# Anyone recognize this strain?



## Wolfie (Dec 28, 2008)

Anyone recognize this strain? It's bag seed from a very strong bag...there were 2 seeds and I'm growing both, and I've been told it looks like an Indica of some sort. It has a very unique leaf shape so I figured someone might know what it is?


----------



## slowmo77 (Dec 28, 2008)

i could be wrong but i think i've read that twisted leaves are a sign of stress. as far as the im not sure but im almost positive its a marijuana plant


----------



## iiii (Dec 28, 2008)

It looks like some sort of a Boesi or "ducksfoot". JMHO


----------



## Hick (Dec 29, 2008)

highly serrated leaves, a very pretty plant, but virtually impossible for anyone to guess the strain. Simply too many variavles and undocumented cross's and hybrids to even begin..


----------



## Wolfie (Dec 29, 2008)

slowmo77 said:
			
		

> i could be wrong but i think i've read that twisted leaves are a sign of stress. as far as the im not sure but im almost positive its a marijuana plant



What kind of stress? too much fertilizer? nutes? watering issue? The other strains in my grow, (Whiteberry, Power Skunk, Himalaya Gold, Blue Cheese) don't have twisted leaves, but their bottom leaves got yellow a few weeks ago, (pushing nutes too hard).


----------



## Wolfie (Dec 29, 2008)

Hick said:
			
		

> highly serrated leaves, a very pretty plant, but virtually impossible for anyone to guess the strain. Simply too many variavles and undocumented cross's and hybrids to even begin..

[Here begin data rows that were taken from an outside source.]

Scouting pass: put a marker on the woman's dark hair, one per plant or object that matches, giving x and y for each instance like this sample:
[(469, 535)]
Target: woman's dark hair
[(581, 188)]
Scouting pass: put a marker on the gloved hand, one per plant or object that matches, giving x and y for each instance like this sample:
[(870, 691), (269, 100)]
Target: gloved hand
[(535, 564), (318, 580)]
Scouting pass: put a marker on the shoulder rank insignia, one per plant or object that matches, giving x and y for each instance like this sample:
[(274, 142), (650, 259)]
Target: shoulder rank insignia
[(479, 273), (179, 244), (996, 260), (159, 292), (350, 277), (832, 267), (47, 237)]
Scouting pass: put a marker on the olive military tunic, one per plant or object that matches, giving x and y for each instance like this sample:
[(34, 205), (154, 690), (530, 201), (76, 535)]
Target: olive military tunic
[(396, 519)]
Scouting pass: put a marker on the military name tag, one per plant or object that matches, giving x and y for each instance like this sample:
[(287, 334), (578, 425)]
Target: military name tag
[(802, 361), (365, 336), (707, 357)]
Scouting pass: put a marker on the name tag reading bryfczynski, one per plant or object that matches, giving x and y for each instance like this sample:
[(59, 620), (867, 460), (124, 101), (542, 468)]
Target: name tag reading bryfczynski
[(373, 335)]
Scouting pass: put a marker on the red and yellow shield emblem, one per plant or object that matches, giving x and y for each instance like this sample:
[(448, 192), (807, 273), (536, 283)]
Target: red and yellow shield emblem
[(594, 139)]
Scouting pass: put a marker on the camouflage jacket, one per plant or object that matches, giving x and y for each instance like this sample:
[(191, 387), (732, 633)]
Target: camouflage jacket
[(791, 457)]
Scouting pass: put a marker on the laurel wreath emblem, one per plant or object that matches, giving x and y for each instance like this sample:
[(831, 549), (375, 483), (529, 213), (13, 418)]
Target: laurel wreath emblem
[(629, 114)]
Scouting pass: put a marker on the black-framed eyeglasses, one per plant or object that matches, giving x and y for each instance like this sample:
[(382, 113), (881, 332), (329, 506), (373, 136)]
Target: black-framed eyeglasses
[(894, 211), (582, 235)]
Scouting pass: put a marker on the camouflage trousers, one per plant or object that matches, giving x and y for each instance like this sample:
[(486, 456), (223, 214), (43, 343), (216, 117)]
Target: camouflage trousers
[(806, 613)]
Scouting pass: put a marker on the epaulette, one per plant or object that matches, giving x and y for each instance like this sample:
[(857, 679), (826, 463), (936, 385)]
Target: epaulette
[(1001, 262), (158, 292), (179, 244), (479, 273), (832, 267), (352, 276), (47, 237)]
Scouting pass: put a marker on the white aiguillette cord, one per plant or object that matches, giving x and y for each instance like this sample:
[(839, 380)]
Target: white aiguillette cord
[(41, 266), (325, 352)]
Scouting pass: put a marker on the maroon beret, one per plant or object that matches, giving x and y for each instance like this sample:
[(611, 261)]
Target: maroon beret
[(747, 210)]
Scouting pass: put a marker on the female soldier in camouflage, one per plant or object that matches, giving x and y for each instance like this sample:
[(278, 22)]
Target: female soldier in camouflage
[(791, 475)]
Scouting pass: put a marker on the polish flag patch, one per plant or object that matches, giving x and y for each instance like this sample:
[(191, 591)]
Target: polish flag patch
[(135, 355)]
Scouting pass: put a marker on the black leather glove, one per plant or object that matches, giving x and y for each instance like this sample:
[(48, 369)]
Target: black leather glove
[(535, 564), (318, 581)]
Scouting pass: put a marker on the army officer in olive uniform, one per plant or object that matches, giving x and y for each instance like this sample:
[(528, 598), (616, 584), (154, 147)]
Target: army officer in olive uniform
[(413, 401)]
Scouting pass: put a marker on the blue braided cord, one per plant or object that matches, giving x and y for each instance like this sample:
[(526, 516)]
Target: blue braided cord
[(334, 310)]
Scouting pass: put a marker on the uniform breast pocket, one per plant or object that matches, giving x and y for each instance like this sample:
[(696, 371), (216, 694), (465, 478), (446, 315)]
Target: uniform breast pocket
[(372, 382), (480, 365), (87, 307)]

Thanks for the info, I guess I'll name it "Unknown" and try to clone it...if I'm lucky enough to get a female out of the 2.


----------



## godspeedsuckah (Dec 29, 2008)

It is definitely cannabis! That is my final guess bob.


----------



## powerplanter (Jan 5, 2009)

I am growing two Pure Power Plants and they look very much the same as what you have there.


----------



## WeedHopper (Jan 5, 2009)

Kinda looks like Ducksfoot,but its still young so who knows.


----------



## night501 (Jan 6, 2009)

dosent look like any ducksfoot i have grown.
I have grown ducksfoot about 4 times. in my experience i would be one fanleaf by that point. 
I could be wrong though. Im not super experienced in that strain although i do have my xp.
Im hoping when I get a little more xp I will level up and be able to use my lvl 8 pot with a plus 4 to potency. Next lvl im adding my skill points to my yeild stats. 
Sorry I guess that was my rpg nerd comming out.


----------



## smokingjoe (Jan 6, 2009)

Something heavy indica that's for sure.  Very nice looking plants mate.


----------



## WeedHopper (Jan 6, 2009)

night501 said:
			
		

> dosent look like any ducksfoot i have grown.
> I have grown ducksfoot about 4 times. in my experience i would be one fanleaf by that point.
> I could be wrong though. Im not super experienced in that strain although i do have my xp.
> Im hoping when I get a little more xp I will level up and be able to use my lvl 8 pot with a plus 4 to potency. Next lvl im adding my skill points to my yeild stats.
> Sorry I guess that was my rpg nerd comming out.


 
Sorry Bro I only seen a few pics of the Ducksfoot and it just looked simuler to me. I personally wouldnt know. Very cool though. How was the Ducksfoot high?:hubba:


----------



## Wolfie (Jan 6, 2009)

It's been in flowering for a little over a week and is waaaaay ahead of every other plant in my grow as far as flowering time and height growth


----------



## night501 (Jan 6, 2009)

> How was the Ducksfoot high?



the high was as good as any other indica.
The flavor was rather unique. It was kind of the flavor of the skunk strains with a bit of a fruity undertone.


----------



## Wolfie (Feb 5, 2009)

Now I don't know when it'll be ready...

http://www.marijuanapassion.com/forum/showthread.php?t=37594

as you can see from the pics on 1/6 it's been flowering for quite awhile...waaaay ahead of the others. My Powerskunk currently looks like what this Unknown plant looked like on 1/6, hair-wise...and they all went into 12/12 at the same time...oi.


----------